# Hi All - I am new here and have questions



## HR

Hi All,

I am a newbie here.  I am living in denmark and currently on IUI treamtment.  Its has been one and half years now since we started trying for a baby.  This month I have began with IUI for the first time.  Since its my first time, I have several questions in my mind.  This cycle's routine went on like this for me.  
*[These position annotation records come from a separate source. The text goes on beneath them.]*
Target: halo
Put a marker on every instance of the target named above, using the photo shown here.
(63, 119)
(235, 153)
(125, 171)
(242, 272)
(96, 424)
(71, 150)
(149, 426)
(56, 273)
On the 2nd day of my cycle I had an ultra sound(u/s).  Took Pergotime tablets from day 3 to day 7.  Then on the 10th day had an u/s with follicles of size 13.5.  Then again an u/s on 13th day with follicle size of 17.5.  The doctor asked me to take the ovitrelle injection on the 14th day and asked me to come for insemination on the 16th day.  Yesterday was my day of insemination.  This was done exactly after 39 hours after taking ovitrelle injection.  The follicle was of size 23.5.  The endometrium was of size 11.  The doctor told me that I might ovulate yesterday itself.  Usually I will be feeling some pain in my pelvic area when I am ovulating.  This has been there for many years now.  But until now I have not felt any pelvic area pain as a sign of ovulation.  Nor I am having any cervical mucus as a sign of ovulation.  Usually I will have cervical mucus before my ovulation.  This has given me lots of doubts about my ovulation.  I am worried if I am not ovulating at all.  Moreover I also read that the washed sperms only live upto 6-12 hours.  This is making me feel even more worried as I know that I haven't ovulated until now and the sperm life has ended by this 6-12 hours count.  Has anyone experienced this before?  Are the doctors missing something here ?  Does ovitrelle guarantee an ovulation for sure?  Does these medications change anything in our body that might not show us the signs of ovulation?  I am in 2ww now and I am already feeling that this treatment will fail for me   

Please share your experiences ....


----------



## Caz

HR, welcome to Fertility Friends. 

I have never had IUI but have just checked that Pergotime is equivilent to clomid in the UK. This is a drug that is often given to ladies who don't ovulate to get them to do so. The mechanism by which is does this is to trick your body into producing more sex hormones than it otherwise is. 
Ovitrelle is basically a massive dose of HCG and this is what triggers ovulation. HCG is the hormone your body produces naturally in pregnancy (and, barring one or two very rare medical complications, *only* produced it during pregnancy). It is, however very similar chemically to LH (Lutinising Hormone) which is the hormone your body produces in a massive surge (the one you pick up on an ovulation prediction stick) to tell your ovaries to release the ripend egg from the follicle - i.e. to ovulate... ok I am sure you can see where this is going.  Basically, ovitrelle, pregnyl and other HCG "trigger" medications act to make your body ripen your eggs and ovulate. In an IVF cycle, you will see that surgical egg collection takes place exactly 36 hours after the HCG trigger jab and just before the body (usually) has had time to release the eggs itself. Delays to EC of even a few hours can mean you miss the boat so I imagine it's fairly finely tuned process. Therefore, with IUI, basting (when the sperm is put back) can take place sometime after between about 36 and 48 hours - eggs only live about 24 hours after ovulation so it's important to make sure you get the basting done in the right time window.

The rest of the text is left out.